Core insight: Co-founder success is engineered, not accidental.
Know yourself deeply before partnering
- Conduct team profiling exercises early: understand how you perceive yourself versus how teammates perceive you.
- Identify your superpowers and weaknesses within the team dynamic, not in isolation.
- Map where your approaches naturally clash or create tension—this prevents surprises later.
- Use behavioral insights to know when to step in (when you're the strongest contributor) versus when to defer.
- The framework works for every team member, not just co-founders.
Complementary strengths are the foundation
- Matt (border collie + golden retriever): relentless focus, energy, keeps people aligned and moving.

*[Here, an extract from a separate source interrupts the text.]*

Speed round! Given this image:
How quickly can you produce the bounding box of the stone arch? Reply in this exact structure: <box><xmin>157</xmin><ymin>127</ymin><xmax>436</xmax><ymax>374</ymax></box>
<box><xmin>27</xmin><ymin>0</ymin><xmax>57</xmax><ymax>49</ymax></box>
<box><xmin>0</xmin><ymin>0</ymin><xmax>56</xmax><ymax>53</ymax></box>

- Connor (grizzly bear): drives forward with intensity, balances warmth with decisive action.
- Their partnership works because neither tries to do the other's job—they trust and lean into distinct roles.
- Avoid hiring (or partnering with) clones of yourself; seek people who solve problems you don't see.
Design your co-founder relationship intentionally
- The co-CEO structure is not default; it requires continuous refinement and clear role definition.
- Matt and Connor redraft job descriptions every six months as the company evolves.
- Geographic split (Matt in London, Connor in New Zealand) creates operational coverage and forces clearer handoffs.
- Ego must not drive decisions; disagreements should center on what the business needs, not personal territory.
- If you cannot commit to ongoing dialogue and feedback with your co-founder, do not pursue this structure.
Why it works at Tracksuit
- Eight years of trust before co-founding removed the question of character and reliability.
- Raising capital split cleanly: Connor handled investor relations while Matt maintained operational momentum.
- Building culture (50% energy) alongside product (50% energy) is a deliberate choice that shapes the company.
- Four global offices reinforce the culture while leaving room for local expression.
Lessons from New Zealand's startup ecosystem
- Small, efficient markets (5.5M people) create lean operators and force global thinking early.
- Tracksuit started in New Zealand, scaled to Australia, then moved to US and UK—always pulled by customer demand rather than capital chasing.
- Global expansion from day one in product architecture, but deliberate and customer-driven in execution.
- Being a "test market" (highly engaged small population) means product-market fit must be real before scaling.
The Sam Altman fishing story
- Persistence pays: bothering someone on Twitter DMs eventually works, even with Y Combinator's founder.
- Solve operational constraints creatively: a fishing enthusiast investor became the gateway to meeting Sam.
- When aligned on the goal (meeting startups), logistics challenges (vegan Sam, fishing trip) become amusing obstacles, not dealbreakers.